There's an overarching pattern of leadership doing any damn thing it pleases with utter disregard for rank and file. This is the system we've devised, it's wonderful, so now your job is to love it. Actually the Executive Board is supposed to meet around the Delegate Assembly so as to help it do its work. And AdCom, which is leadership, is supposed to do the same for the Executive Board. In fact, the reverse is true. AdCom makes decisions, UFT Unity in Executive Board does precisely as it's told, and the DA pretty much carries the mandates of AdCom. Rank and file? Meh.

A few years ago, when the first iteration of this APPR came down, there was a vote in the DA scheduled. I dragged my school's three delegates there to vote against it, as my members would've wanted. But Bloomberg decided he didn't need no stinking evaluation system, so there was no vote. Rather than try to negotiate, Michael Mulgrew found the reformiest man in NY State, John King, and had him decide for us. Since then rank and file has had absolutely no voice in evaluation, not even via the DA.

When I suggested we reduce the minimum to two, reserving extra for those who were in need of support, I was told that a higher number of observations was more likely to result in a higher rating. That's an interesting argument, but it doesn't address my suggestion that only teachers receiving unfavorable ratings be observed more. In fact, if people who got good observations were to stop at two, that would mean that others could get even more than four. By the logic that answered my question, this would be a win-win.

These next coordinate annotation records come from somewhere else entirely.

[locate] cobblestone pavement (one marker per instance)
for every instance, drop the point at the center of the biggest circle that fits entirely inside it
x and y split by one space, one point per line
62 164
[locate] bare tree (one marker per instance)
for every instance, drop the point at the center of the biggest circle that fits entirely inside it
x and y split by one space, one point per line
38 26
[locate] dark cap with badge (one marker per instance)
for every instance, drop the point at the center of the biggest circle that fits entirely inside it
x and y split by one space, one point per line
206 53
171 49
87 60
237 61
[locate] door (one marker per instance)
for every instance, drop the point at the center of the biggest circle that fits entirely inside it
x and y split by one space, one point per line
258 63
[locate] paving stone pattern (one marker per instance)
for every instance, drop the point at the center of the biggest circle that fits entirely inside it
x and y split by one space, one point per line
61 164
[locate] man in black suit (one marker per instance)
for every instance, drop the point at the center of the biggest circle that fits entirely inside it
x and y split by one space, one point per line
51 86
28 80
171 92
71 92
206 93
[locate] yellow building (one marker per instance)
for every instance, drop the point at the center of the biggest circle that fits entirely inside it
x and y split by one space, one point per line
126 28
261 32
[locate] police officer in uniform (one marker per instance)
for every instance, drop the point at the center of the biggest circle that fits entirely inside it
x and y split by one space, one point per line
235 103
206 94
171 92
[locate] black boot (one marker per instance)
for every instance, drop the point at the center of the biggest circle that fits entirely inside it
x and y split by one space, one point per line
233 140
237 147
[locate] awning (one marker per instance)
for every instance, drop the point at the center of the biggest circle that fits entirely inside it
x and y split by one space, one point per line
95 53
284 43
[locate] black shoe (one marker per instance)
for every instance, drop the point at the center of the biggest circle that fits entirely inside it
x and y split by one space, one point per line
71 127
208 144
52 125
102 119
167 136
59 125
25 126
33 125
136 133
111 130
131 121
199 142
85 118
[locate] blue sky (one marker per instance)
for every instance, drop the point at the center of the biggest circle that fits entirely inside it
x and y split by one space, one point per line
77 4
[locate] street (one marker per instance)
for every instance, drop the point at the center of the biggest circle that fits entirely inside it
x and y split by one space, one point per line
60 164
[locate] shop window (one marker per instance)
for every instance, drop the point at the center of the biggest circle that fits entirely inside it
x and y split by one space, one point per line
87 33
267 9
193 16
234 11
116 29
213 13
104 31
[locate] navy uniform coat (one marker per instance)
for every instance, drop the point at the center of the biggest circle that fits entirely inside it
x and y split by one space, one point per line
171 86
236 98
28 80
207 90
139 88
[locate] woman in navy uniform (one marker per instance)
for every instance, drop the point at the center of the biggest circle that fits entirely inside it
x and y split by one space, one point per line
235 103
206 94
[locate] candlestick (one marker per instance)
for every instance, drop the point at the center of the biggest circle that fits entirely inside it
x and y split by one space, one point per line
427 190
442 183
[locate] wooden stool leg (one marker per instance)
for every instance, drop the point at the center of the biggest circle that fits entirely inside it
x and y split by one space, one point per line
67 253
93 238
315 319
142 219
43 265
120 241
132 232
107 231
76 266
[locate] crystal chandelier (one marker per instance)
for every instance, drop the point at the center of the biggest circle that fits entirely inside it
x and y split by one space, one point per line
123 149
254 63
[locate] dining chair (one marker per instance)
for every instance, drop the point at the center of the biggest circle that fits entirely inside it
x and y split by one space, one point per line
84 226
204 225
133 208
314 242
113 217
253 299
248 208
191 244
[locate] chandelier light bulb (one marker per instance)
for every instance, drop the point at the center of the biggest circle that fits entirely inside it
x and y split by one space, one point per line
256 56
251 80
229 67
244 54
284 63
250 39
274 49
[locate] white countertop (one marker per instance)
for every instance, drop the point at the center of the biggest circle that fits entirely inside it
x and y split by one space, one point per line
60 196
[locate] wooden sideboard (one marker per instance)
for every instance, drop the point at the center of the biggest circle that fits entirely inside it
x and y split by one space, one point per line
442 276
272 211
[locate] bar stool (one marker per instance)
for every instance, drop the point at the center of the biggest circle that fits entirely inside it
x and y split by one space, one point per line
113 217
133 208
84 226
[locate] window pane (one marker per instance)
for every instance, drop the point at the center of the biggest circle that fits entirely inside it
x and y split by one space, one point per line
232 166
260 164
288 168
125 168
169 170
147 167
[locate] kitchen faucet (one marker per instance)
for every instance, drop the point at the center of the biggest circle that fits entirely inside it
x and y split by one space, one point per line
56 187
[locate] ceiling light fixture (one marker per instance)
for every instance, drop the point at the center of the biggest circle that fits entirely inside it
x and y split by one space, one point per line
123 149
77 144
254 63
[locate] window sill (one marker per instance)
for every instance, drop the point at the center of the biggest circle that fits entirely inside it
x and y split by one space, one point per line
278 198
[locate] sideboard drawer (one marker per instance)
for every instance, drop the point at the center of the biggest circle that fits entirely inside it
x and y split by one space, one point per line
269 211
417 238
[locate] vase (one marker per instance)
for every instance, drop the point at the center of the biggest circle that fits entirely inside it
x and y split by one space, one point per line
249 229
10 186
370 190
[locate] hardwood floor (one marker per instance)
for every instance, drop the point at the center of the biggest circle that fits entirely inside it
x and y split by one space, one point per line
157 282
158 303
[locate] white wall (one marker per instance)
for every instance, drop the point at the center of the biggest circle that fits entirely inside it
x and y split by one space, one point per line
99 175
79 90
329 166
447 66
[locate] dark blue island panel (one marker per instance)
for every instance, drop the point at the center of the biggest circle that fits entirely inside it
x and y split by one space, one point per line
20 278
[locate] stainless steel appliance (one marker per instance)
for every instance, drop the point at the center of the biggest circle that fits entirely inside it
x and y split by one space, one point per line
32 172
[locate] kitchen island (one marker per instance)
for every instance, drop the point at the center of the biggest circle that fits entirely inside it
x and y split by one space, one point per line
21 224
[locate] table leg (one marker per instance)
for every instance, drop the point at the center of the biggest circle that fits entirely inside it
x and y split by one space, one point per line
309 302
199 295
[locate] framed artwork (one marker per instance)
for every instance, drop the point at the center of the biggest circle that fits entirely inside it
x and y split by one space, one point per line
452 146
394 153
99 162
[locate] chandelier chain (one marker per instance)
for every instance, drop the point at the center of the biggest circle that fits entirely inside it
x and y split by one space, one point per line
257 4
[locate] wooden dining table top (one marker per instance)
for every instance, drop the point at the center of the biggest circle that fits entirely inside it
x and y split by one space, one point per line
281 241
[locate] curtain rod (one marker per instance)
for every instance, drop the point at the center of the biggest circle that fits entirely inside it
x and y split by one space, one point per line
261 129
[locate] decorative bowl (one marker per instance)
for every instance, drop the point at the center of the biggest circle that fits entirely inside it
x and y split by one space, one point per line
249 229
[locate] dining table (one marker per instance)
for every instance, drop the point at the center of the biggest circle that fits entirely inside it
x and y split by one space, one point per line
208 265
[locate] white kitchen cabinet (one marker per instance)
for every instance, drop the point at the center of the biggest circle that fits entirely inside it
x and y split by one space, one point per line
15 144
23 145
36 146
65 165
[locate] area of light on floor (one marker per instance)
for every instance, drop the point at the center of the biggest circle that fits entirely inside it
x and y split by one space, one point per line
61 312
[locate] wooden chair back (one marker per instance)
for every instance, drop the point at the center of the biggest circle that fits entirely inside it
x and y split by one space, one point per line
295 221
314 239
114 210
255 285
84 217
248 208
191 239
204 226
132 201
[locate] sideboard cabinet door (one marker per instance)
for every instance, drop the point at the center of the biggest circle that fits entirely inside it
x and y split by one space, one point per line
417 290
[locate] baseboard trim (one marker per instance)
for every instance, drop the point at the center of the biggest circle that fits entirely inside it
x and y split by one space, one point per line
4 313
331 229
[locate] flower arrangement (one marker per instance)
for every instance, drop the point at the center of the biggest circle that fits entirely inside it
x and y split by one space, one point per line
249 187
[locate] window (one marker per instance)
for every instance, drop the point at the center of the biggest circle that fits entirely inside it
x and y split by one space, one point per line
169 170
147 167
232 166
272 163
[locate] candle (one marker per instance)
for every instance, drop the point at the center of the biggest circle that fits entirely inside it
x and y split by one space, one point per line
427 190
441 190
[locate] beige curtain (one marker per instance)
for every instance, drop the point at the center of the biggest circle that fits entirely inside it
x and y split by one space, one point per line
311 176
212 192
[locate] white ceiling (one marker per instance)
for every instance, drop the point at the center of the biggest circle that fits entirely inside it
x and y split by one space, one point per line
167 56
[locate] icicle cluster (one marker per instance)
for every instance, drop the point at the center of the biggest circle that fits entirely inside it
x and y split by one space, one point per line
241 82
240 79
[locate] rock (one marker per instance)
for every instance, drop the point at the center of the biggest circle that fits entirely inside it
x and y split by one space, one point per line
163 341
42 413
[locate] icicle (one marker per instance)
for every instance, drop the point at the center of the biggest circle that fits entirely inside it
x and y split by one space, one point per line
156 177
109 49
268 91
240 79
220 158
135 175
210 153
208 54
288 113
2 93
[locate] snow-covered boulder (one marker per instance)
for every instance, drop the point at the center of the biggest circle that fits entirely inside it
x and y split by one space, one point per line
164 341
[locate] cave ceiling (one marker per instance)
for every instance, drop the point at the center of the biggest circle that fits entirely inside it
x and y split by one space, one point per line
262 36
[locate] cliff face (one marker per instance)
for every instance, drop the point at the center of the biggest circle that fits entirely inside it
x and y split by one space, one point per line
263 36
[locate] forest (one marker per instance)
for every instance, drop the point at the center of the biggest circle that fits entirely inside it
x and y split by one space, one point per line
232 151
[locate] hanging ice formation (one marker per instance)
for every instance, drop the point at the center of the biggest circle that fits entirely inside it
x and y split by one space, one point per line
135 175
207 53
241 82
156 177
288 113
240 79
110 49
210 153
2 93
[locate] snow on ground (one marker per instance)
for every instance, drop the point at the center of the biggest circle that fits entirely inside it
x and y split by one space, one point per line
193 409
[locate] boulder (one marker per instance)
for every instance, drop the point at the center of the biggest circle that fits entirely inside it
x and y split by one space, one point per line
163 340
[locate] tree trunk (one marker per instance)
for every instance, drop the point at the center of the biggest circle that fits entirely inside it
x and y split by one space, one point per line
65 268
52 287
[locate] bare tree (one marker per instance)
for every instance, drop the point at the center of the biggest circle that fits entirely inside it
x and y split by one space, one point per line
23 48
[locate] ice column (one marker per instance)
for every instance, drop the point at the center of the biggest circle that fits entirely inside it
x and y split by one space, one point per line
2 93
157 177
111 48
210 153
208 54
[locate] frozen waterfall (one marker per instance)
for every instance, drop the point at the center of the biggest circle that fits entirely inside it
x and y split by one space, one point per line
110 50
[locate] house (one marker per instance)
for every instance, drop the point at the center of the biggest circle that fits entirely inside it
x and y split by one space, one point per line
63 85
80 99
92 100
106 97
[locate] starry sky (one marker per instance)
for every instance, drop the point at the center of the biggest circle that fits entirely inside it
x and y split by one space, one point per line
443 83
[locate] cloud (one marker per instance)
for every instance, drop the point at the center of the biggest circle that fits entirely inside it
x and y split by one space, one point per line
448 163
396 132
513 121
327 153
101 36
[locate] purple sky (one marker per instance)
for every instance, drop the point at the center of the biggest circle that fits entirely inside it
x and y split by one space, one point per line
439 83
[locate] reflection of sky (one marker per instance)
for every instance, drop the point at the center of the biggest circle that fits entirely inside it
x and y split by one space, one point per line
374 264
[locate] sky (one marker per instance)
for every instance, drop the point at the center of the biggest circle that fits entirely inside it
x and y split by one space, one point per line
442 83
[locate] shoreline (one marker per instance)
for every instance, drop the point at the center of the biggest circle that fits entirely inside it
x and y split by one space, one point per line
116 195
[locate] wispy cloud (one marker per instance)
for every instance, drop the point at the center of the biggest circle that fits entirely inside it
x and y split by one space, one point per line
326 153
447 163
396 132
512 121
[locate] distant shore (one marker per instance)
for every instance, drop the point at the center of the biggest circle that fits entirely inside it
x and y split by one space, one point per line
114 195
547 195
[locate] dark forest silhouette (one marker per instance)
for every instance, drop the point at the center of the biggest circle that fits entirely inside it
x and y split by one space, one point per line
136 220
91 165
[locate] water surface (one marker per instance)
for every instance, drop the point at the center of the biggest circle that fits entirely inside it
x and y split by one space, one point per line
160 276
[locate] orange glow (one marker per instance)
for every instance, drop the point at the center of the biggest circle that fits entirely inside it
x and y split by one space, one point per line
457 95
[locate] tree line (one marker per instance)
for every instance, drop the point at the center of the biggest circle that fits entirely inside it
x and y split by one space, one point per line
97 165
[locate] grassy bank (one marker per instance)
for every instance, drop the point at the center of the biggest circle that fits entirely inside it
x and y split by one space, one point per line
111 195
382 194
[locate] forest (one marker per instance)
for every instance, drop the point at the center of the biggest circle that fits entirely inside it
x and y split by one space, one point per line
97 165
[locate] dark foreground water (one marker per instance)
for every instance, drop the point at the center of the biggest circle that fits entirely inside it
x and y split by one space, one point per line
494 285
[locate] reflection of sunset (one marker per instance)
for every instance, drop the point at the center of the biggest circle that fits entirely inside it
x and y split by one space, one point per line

So why doesn't anyone take my suggestion? I'd have to say because the issue has been decided by leadership and they don't need any stinking input from me, thank you very much. People on the 14th floor know everything already. That's how they got up to that floor, elevator or no. The 95 rubber stamps in the Executive Board all nod their heads in agreement, because that's exactly what leadership hand-picked them to do. Only the high school reps dissent, and everyone else kind of wishes we would shut up and go away. Before we showed up the food was better, and they were all allowed to sit there, eat more peacefully, and just vote yes to absolutely everything.

My friend Sam Lazarus says there are only two problems with the UFT--the leadership and the membership. He's right of course. Leadership thinks it knows everything and manipulates the system so it can do any damn thing it wants with no checks or balances. Membership is beaten down by crap like the evaluation system and rightly has little expectation of influencing leadership. The overwhelming majority thinks it's a waste of time to vote in union elections, and for the most part it's a self-fulfilling prophesy.

But once membership finds out it can save $1300 a year by not joining the imperious top-down UFT, things will be different. From everything I see and hear, leadership simply cannot adjust its attitude or behavior in any fashion whatsoever. This bodes ill for all of us.

What does it take to wake up a hopelessly entitled machine?